New View of Cold Atoms Flowing
Physicists routinely exploit the quantum properties of ultracold atomic gases in building powerful sensing devices or in simulating the behavior of other quantum systems. But they still lack a good way to image the flow of cold atoms that are used in these experiments. So a research team has now developed a scanning microscope that has produced the first image of the flow of cold atoms through a microscopic channel. The technique could be essential in imaging and controlling the delicate flow of cold atoms in an emerging technology called atomtronics.
When cooled to microkelvin temperatures, a gas of atoms takes on quantum properties. In flowing through a narrow channel, for example, atoms act as waves able to interfere with one another. In addition, cold-atom interactions can be tuned to mimic a wide variety of other quantum systems, often greatly simplifying the study of subtle phenomena. Examples include so-called topological insulating solids, which conduct current only at their surfaces, and the ring-like flows of superfluids used in ultrasensitive rotation detectors.

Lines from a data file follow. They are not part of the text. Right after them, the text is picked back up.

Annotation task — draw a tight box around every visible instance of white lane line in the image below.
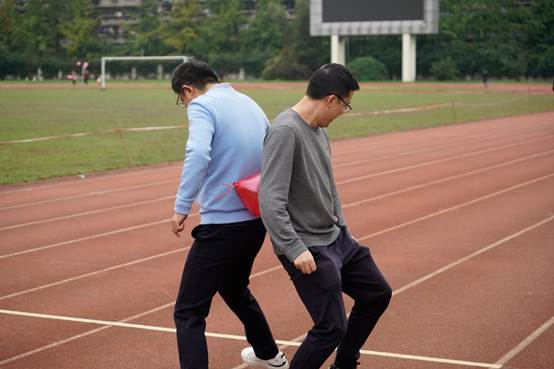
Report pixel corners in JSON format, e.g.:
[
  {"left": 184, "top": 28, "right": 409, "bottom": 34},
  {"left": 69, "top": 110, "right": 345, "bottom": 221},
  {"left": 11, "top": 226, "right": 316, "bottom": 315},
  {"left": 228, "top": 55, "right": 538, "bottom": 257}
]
[
  {"left": 0, "top": 173, "right": 554, "bottom": 301},
  {"left": 0, "top": 216, "right": 554, "bottom": 369},
  {"left": 342, "top": 149, "right": 554, "bottom": 209},
  {"left": 9, "top": 216, "right": 554, "bottom": 369},
  {"left": 0, "top": 195, "right": 175, "bottom": 231},
  {"left": 392, "top": 215, "right": 554, "bottom": 296},
  {"left": 0, "top": 179, "right": 177, "bottom": 211},
  {"left": 0, "top": 126, "right": 548, "bottom": 231},
  {"left": 333, "top": 124, "right": 544, "bottom": 169},
  {"left": 0, "top": 218, "right": 170, "bottom": 260},
  {"left": 0, "top": 122, "right": 543, "bottom": 210},
  {"left": 357, "top": 173, "right": 554, "bottom": 241},
  {"left": 0, "top": 139, "right": 551, "bottom": 260},
  {"left": 0, "top": 302, "right": 175, "bottom": 366},
  {"left": 332, "top": 116, "right": 552, "bottom": 156},
  {"left": 0, "top": 246, "right": 191, "bottom": 301},
  {"left": 0, "top": 305, "right": 501, "bottom": 368},
  {"left": 0, "top": 305, "right": 501, "bottom": 368},
  {"left": 0, "top": 162, "right": 178, "bottom": 196},
  {"left": 337, "top": 135, "right": 554, "bottom": 185},
  {"left": 496, "top": 316, "right": 554, "bottom": 367}
]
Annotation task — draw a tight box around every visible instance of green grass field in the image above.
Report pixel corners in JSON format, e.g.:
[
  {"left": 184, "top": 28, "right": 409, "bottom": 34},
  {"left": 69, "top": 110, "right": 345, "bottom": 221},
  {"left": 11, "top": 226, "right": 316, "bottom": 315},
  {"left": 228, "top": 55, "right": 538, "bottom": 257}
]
[{"left": 0, "top": 82, "right": 554, "bottom": 184}]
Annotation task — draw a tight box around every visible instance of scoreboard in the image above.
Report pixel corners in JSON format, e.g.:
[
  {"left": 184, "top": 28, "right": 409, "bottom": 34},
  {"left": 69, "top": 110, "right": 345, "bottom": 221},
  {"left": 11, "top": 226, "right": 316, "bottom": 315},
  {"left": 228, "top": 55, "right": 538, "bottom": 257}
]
[{"left": 310, "top": 0, "right": 439, "bottom": 36}]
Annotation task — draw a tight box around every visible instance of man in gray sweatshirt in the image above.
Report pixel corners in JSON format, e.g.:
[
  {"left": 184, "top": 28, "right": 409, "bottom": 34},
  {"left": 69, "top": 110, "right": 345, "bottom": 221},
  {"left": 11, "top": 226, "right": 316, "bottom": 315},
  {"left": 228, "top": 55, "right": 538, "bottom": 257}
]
[{"left": 259, "top": 64, "right": 392, "bottom": 369}]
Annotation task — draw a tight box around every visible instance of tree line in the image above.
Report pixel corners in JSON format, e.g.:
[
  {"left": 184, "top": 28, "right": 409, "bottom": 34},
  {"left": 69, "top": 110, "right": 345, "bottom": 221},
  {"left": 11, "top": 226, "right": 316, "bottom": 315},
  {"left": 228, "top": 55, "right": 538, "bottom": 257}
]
[{"left": 0, "top": 0, "right": 554, "bottom": 79}]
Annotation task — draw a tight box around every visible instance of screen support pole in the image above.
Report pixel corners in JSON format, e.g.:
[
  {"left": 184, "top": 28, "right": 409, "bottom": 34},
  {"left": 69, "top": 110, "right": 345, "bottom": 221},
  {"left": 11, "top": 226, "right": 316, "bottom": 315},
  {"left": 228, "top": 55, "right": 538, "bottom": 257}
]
[
  {"left": 402, "top": 33, "right": 416, "bottom": 82},
  {"left": 331, "top": 35, "right": 346, "bottom": 65}
]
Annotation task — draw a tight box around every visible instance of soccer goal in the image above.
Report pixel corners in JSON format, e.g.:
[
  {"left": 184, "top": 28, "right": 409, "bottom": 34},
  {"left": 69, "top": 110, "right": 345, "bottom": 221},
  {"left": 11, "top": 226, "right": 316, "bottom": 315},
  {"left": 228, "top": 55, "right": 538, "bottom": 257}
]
[{"left": 100, "top": 55, "right": 190, "bottom": 90}]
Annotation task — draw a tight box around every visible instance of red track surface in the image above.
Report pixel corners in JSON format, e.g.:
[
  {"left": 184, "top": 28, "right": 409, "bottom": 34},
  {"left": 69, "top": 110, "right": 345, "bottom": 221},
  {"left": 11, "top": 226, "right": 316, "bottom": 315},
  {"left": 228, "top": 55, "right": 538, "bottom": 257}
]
[{"left": 0, "top": 113, "right": 554, "bottom": 369}]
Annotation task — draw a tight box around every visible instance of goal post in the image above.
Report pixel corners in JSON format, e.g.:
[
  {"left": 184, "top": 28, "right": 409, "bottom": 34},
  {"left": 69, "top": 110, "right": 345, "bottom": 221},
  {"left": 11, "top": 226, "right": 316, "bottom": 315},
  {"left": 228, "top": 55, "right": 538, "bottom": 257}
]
[{"left": 100, "top": 55, "right": 190, "bottom": 90}]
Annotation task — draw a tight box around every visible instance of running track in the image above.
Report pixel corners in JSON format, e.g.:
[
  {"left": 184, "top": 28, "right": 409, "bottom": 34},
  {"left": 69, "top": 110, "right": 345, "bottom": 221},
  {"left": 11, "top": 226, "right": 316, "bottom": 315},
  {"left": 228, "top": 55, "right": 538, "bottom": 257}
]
[{"left": 0, "top": 113, "right": 554, "bottom": 369}]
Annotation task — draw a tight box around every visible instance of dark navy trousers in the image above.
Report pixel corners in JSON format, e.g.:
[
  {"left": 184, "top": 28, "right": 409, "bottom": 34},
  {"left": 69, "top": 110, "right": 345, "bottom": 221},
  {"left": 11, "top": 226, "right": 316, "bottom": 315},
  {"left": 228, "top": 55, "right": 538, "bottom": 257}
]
[
  {"left": 174, "top": 219, "right": 279, "bottom": 369},
  {"left": 279, "top": 227, "right": 392, "bottom": 369}
]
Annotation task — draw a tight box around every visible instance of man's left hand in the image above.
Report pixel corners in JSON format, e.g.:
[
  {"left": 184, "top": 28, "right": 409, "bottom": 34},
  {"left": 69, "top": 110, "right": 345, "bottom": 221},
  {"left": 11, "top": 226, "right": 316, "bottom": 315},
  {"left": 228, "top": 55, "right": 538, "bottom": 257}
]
[{"left": 171, "top": 213, "right": 188, "bottom": 237}]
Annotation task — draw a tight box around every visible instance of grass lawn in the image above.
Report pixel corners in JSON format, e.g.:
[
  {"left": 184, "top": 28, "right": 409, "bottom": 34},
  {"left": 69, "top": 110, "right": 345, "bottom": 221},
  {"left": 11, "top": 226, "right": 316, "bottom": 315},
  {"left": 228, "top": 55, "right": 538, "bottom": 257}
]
[{"left": 0, "top": 82, "right": 554, "bottom": 184}]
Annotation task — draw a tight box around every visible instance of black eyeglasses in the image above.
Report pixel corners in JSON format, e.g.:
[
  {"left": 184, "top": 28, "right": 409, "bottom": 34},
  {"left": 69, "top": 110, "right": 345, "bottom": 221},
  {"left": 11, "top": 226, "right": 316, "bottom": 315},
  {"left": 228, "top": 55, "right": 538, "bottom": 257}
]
[
  {"left": 331, "top": 94, "right": 352, "bottom": 113},
  {"left": 176, "top": 83, "right": 189, "bottom": 109}
]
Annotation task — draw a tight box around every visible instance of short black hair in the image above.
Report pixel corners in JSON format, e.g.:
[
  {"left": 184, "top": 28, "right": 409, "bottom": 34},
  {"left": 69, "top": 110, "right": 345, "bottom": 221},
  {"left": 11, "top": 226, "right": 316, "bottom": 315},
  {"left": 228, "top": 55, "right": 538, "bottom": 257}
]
[
  {"left": 171, "top": 59, "right": 219, "bottom": 94},
  {"left": 306, "top": 63, "right": 360, "bottom": 100}
]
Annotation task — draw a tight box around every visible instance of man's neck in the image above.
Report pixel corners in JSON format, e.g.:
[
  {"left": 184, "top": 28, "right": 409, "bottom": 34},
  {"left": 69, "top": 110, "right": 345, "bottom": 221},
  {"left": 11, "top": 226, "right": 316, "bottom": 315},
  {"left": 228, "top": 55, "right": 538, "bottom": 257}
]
[{"left": 292, "top": 96, "right": 319, "bottom": 128}]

Yet while researchers can easily map the static properties of a cold gas—such as the atomic density—when it comes to motion of atoms, they have only been able to measure crude properties, such as the total flow of atoms between two regions. A lack of more detailed spatial information on flows has hampered the study of more complex quantum dynamics. Now a team of physicists has shown how to make such measurements by using a variant of scanning probe microscopy, which is widely used to map electron flows in solid materials. In a proof-of-principle demonstration, Samuel Häusler of the Swiss Federal Institute of Technology (ETH) in Zurich and colleagues have successfully mapped out the two-dimensional pattern of atomic flow through a microscale channel.
The team started by creating an atomic flow using a gas of ultracold lithium atoms held in an ellipsoidal trap. They first applied a laser field to confine the central portion of the gas within a flat sheet. Using another laser, they pinched the center of the sheet, restricting atomic motion there to a narrow channel less than one micrometer wide that connected atomic reservoirs on either end. The channel was narrow enough that the atoms acted as waves in flowing between the reservoirs.
To map this flow, they used a third laser, perpendicular to the channel and focused to a small spot, to act as an energetic barrier to the atomic motion. They could precisely place this barrier anywhere inside or outside the channel and could adjust the laser to make the barrier weaker or stronger. The team then moved this barrier over all parts of the channel while simultaneously measuring the flow of atoms between the reservoirs.
Demonstrating that the barrier technique works as expected, they showed that a strong barrier placed directly in the channel center cuts off the flow entirely, while a barrier placed near the channel walls has little effect. A weak barrier in the channel reduces flow, but some atoms still get through. The team also confirmed that those atoms getting through the weak barrier do so via quantum tunneling, a phenomenon exclusive to waves. Overall, the measurements closely matched the detailed predictions of basic quantum theory.
“Previous techniques could give information on the total conductance of a system, or how much current it carries,” says team member Jean-Philippe Brantut of the Swiss Federal Research Institute in Lausanne. “Our technique goes beyond this to give a detailed map.”
The weaker the barrier, the less it disturbs the flow, so weak barrier maps should be the most accurate, says Brantut. In this regime, he suggests, the technique may be useful for probing complex atomic flows in future “atomtronics ”devices that exploit atomic matter waves to carry out information processing.
“This advance adds spatial resolution to the study of quantum transport,” says condensed matter theorist Dietmar Weinmann of the Institute of the Physics and Chemistry of Materials in Strasbourg, France. Weinmann points out that understanding the influence of strong barriers on atomic motion will also be useful, as they offer a means to manipulate atomic flows, which is essential for engineering future devices that use matter waves. “This advance,” says Weinmann, “is of importance in the fundamental research aiming at a better understanding of quantum transport.”
This research is published in Physical Review Letters.
–Mark Buchanan
Mark Buchanan is a freelance science writer who splits his time between Abergavenny, UK, and Notre Dame de Courson, France.